Ciphertext: HUK XFT QLZ MDF ABW
Crib guess: WEATHERTODAY (aligned at position 4)

HUK XFT QLZ MDF ABW
    WEATHERTODAY

The Bombe electrically simulates each rotor position and checks whether the crib→cipher mapping is consistent with the known rotor wirings.

💡 A good crib needs to be at least 8–10 letters. Shorter cribs produce too many false positives. Longer = faster elimination.

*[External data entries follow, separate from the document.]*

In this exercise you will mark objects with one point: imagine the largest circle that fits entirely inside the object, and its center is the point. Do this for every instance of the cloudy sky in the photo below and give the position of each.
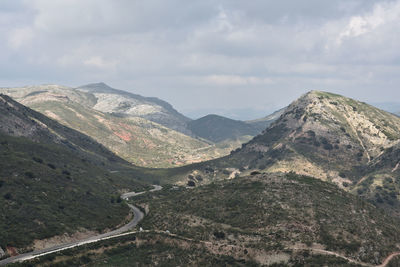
(238, 58)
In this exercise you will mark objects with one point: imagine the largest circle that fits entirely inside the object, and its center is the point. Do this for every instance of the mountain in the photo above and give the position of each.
(55, 181)
(125, 104)
(323, 135)
(136, 139)
(263, 123)
(217, 128)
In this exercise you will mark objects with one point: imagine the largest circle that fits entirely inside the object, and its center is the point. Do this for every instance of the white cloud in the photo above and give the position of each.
(236, 80)
(174, 48)
(382, 13)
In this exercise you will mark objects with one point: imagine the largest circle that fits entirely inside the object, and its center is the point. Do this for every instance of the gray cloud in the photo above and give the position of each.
(206, 55)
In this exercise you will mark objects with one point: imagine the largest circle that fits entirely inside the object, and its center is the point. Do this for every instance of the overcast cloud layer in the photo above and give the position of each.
(206, 56)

▸ The Brute-Force Problem — By the Numbers

Here's how the search space explodes as you add rotors. Each rotor has 26 possible starting positions (A–Z), and the wiring itself is a fixed secret (but there were 5 possible rotors to choose from in the Enigma I):

Config Rotor Positions Rotor Choices Total Combos Brute-Force Time (1 check/ms)
1 rotor 26 5 130 0.13 seconds
2 rotors 26² = 676 5×4 = 20 13,520 13.5 seconds
3 rotors (Enigma I) 26³ = 17,576 5×4×3 = 60 1,054,560 ~17.6 minutes
+ plugboard (10 pairs) ~150 trillion ~1.5×10¹⁴ millions of years

Notice the jump when the plugboard is added. The Bombe exploited the fact that the plugboard could be deduced after the rotor settings were found, reducing the effective search space back to the 1 million range.

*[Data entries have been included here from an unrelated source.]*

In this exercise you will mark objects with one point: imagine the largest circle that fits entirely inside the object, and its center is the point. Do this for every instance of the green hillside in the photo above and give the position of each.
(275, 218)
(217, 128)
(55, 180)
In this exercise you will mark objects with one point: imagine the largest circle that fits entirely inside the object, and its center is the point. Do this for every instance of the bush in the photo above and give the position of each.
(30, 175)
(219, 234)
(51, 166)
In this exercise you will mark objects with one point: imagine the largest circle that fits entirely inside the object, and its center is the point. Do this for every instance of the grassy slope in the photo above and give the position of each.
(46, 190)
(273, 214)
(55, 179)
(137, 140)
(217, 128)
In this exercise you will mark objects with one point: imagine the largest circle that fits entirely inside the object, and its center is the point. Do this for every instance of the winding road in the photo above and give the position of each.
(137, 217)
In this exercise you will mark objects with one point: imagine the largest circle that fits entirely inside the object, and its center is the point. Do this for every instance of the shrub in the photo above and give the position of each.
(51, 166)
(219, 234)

▸ How the Bombe Worked (Simplified)

1. A menu is drawn — a diagram showing how crib letters connect to ciphertext letters through the hypothetical rotor wiring

2. The Bombe is wired with physical cables representing each letter of the alphabet (26 wires) connected through the menu's connections

3. Rotors spin continuously (at ~60 RPM), electrically testing each starting position

4. When a contradiction is detected (e.g., A→D and A→E simultaneously), the Bombe stops and skips that position instantly

5. When no contradiction exists, the Bombe stops — a candidate rotor setting has been found

6. Operators then check the candidate by decrypting a small test message on a replica Enigma

▸ Testing a Rotor Setting in Code

Here's a minimal Python snippet that checks whether a given rotor order and starting position produces the expected crib-to-ciphertext mapping:

# Enigma I rotor wirings (simplified)
ROTORS = {
  "I": "EKMFLGDQVZNTOWYHXUSPAIBRCJ",
  "II": "AJDKSIRUXBLHWTMCQGZNPYFVOE",
  "III":"BDFHJLCPRTXVZNYEIWGAKMUSQO",
  "IV": "ESOVPZJAYQUIRHXLNFTGKDCMWB",
  "V": "VZBRGITYUPSDNHLXAWMJQOFECK",
}

def check_setting(rotors, positions, crib, cipher, offset=0):
  """Returns True if this rotor+position combo is consistent."""
  for i, (c, p) in enumerate(zip(crib, cipher[offset:])):
    # Simulate one character through the rotors
    letter = ord(c) - 65
    for r, pos in zip(rotors, positions):
      shift = (letter + (i + pos)) % 26
      letter = ord(ROTORS[r][shift]) - 65
    # (reflector and reverse pass omitted for brevity)
    if chr(letter + 65) != cipher[offset + i]:
      return False
  return True

# Test a candidate:
rotors = ["III", "II", "I"]
positions = [5, 12, 18]
result = check_setting(rotors, positions,
                   "WEATHER", cipher)
print(f"Match: {result}") # True if this setting works

💡 The real Bombe ran thousands of these checks in parallel using electrical circuits instead of software. Each Bombe checked ~18,000 rotor positions per hour.

▸ Real-World Applications

  • Bletchley Park Museum — A fully restored Bombe is on display and runs daily demonstrations. You can watch it click through rotor positions just as it did in 1944.
  • Modern cryptanalysis — The Bombe's "known-plaintext attack" is still used today. It's why we use random initialization vectors (IVs) in modern encryption — to prevent cribs.
  • FPGA/ASIC brute-forcers — Today's password hash crackers (like those used for Bitcoin mining ASICs) work on the same principle: massively parallel specialized hardware for one task.
  • History of computing — The Bombe and Colossus (a later British codebreaking computer) are direct ancestors of every modern CPU. They proved that machines could make logical deductions — not just arithmetic calculations.